I ran evaluation on a 30-turn conversation across 5 providers to dig deeper. If you're an AI researcher, PM working on scaling voice agents, or a founder exploring the voice agent landscape, this simplified framework will help.
Why is voice agent evaluation hard?
Voice agents operate across 2 modalities - voice and text - each with their own success criteria.
- Text evaluation: Did the voice agent say the right things?
- Instruction Following: Whether the assistant directly answered the question or advanced the workflow. Also catches word/action contradictions.
- Tool Use Correctness: Whether the assistant called the right function with semantically correct arguments at the right time.
- Knowledge Base Grounding: Whether all factual claims in the response are consistent with the knowledge base. Checks dates, times, room names, speaker names.

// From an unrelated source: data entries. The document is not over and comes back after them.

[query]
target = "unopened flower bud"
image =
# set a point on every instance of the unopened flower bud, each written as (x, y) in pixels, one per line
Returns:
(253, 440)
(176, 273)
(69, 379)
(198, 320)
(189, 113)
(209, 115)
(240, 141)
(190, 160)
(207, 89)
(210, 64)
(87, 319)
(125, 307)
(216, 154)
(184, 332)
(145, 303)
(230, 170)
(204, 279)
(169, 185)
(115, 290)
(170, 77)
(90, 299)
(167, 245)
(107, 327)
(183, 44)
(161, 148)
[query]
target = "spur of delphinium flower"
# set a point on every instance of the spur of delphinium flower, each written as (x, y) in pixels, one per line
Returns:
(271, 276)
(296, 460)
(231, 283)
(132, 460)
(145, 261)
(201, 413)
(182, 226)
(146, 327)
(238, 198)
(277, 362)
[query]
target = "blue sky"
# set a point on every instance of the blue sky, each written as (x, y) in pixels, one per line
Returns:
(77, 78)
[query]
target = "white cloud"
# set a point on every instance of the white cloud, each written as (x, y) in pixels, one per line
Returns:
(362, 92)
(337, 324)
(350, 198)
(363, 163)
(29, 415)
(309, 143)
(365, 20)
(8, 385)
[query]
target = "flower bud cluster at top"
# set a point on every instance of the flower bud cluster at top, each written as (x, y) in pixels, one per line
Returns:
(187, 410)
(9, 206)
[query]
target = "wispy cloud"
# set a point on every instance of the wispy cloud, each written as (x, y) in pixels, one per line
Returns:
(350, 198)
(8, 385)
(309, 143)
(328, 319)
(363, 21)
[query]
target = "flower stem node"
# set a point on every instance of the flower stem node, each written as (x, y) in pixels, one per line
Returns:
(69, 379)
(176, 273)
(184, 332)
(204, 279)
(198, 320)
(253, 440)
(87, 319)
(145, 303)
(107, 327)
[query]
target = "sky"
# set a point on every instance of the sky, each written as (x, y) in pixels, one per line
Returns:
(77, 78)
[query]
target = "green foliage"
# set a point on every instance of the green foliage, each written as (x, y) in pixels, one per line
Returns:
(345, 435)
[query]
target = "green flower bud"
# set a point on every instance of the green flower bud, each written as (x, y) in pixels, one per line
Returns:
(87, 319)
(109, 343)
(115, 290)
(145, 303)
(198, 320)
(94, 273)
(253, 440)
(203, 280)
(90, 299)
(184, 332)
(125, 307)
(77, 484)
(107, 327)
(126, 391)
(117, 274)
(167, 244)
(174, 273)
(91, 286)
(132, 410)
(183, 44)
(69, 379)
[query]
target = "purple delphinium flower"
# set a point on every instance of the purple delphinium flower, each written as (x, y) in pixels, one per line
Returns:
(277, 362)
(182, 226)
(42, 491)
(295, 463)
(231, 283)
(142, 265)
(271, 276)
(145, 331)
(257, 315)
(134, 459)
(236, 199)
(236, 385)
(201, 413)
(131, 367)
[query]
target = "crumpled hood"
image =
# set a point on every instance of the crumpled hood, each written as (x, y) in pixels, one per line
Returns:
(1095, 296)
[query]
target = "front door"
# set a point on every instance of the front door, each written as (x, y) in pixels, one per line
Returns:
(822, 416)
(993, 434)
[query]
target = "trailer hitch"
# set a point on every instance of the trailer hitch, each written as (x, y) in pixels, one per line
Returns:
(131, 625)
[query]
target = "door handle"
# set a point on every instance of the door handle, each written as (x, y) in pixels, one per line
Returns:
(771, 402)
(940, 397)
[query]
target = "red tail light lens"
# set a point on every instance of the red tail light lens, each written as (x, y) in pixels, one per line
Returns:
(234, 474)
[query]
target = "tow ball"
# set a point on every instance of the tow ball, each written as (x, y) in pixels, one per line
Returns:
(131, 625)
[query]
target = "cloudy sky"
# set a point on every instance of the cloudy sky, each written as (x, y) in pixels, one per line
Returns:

- No Hallucination: Whether every specific named entity the model mentions can be traced back to the KB or the conversation history. More targeted than KB Grounding — catches invented emails, fake session names, fabricated speaker names.
- Rule Following: Whether the assistant obeyed all stated operating constraints for this turn. The system prompt defines specific prohibitions; this metric checks they weren't violated.
- Response Naturalness: Whether the response sounds like something a human would naturally say in a live conversation, or whether it reads like a written document.
- Voice evaluation: Did the voice agent deliver it naturally?
- Turn Taking: Audio-level timing anomalies. Pre-computed from WAV analysis before text judging runs.
- Voice-to-Voice Latency: The pause a real caller experiences — time from when the user stops speaking to when the first spoken word from the bot is heard. This is the audible latency, not a server metric.
Learnings
I ran multiple evaluation simulations across voice and text. Here's what I learnt:
- Voice naturalness is the dominant failure mode: Despite specific instructions, models don't synthesize before giving responses. This behaviour is more pronounced when the knowledge base size increases.

- Claude Sonnet tends to have cascading failures: A miss at one turn can translate to poor performance for next several turns.
- Grok Realtime consistently outperforms other speech-to-speech models: Tends to have the lowest standard deviation.

- Latency at higher turns is more important than median latency times: Ultravox v0.7 for example, had the best median response time, but response times spiked to 2-3 seconds when turns involved tool calling/reasoning.
- Defining a high quality golden dataset is positively correlated with evaluation success: Without it judging any aspect of the text modality is futile.
Next Steps
The evals space is evolving rapidly. This primer barely scratches the surface. As next steps here are a few areas I'm actively exploring.
- How do evaluation criteria scale across domains and use-cases?
- How does one reduce the friction to create a high quality golden data set?
- What strategies can be used for context management at higher # of turns?